Будучи врагом всякого ритуала, Будда отрицал очистительную мощь обливаний. "Человек не будет нравственно чист оттого, что он долго очищался в воде. Чистый человек, брамин, тот, в ком обитает истина и добродетель" /16/. "Гайя такой же бассейн воды, как все остальные бассейны" /4/.
"Все ваши правила, - говорил Будда изуверам, - низки и смешны. Иной из вас ходит нагой, прикрывая себя только руками; иной не станет пить из кувшина или есть с блюда, не сядет за столом между двумя собеседниками, между двумя ножами или двумя блюдами; иной не сядет за общий стол и не примет подаяния в том доме, где есть беременная женщина, где заметит много мух или встретит собаку...

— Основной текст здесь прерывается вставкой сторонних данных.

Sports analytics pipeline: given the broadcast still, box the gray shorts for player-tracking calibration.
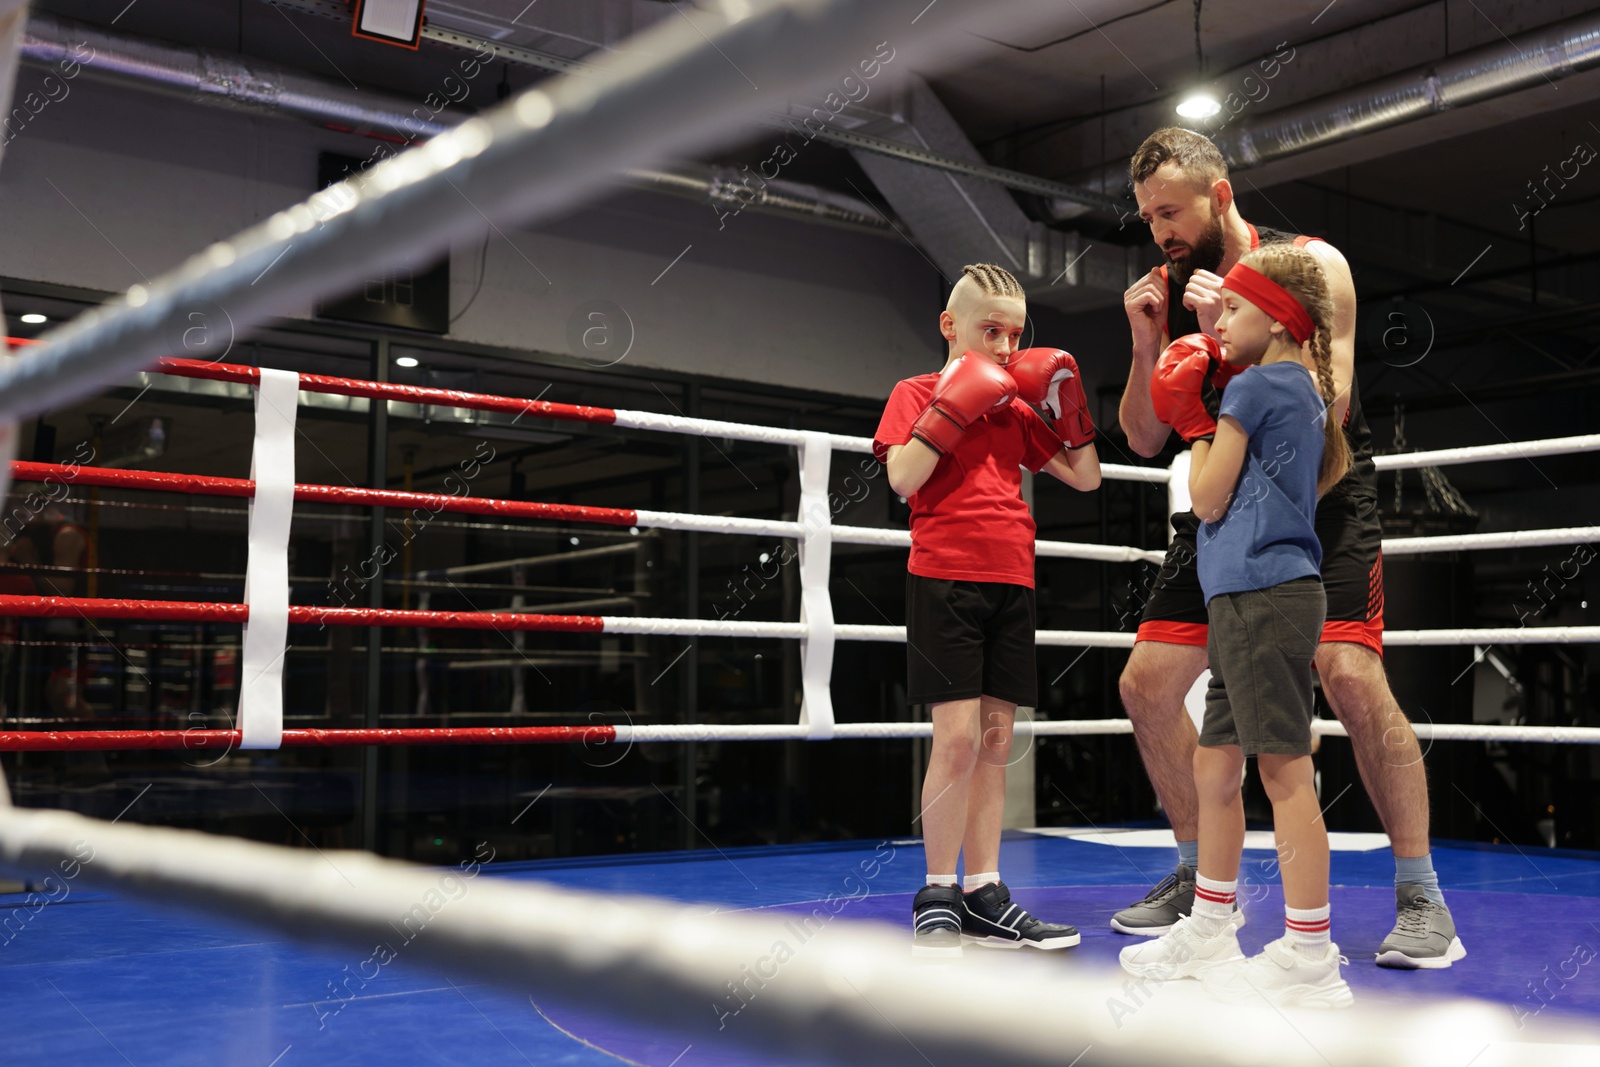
[1201,577,1325,756]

Иной питается одними овощами, отваром риса, коровьим или оленьим пометом, древесными корнями, ветвями, листьями, лесными плодами или зернами. Иной носит платье, накинув его только на плечи, или прикрывает себя мхом, древесною корою, растениями или оленьей кожей; распускает свои волосы или надевает на них волосяную повязку из конского волоса. Иной носит одежду печали; постоянно держит руки вверх; не садится на скамьи и циновки или постоянно сидит в положении животных...
Иной лежит на колючих растениях или на коровьем помете...
Не стану перечислять других подобных средств, которыми вы мучаете и изнуряете себя...
Чего ожидаете вы, добровольные труженики, за свои тяжкие труды? Ожидаете подаяний и почитания от мирян, и когда достигаете этой цели, крепко пристращаетесь к удобствам временной жизни, не хотите расстаться с ними, да и не знаете и средств к тому. Едва вы завидите издали посетителей, как тотчас садитесь и показываете вид, будто вас застали в глубоком размышлении, но расставшись с ними, снова делаете, что хотите, прогуливаетесь или покоитесь на свободе...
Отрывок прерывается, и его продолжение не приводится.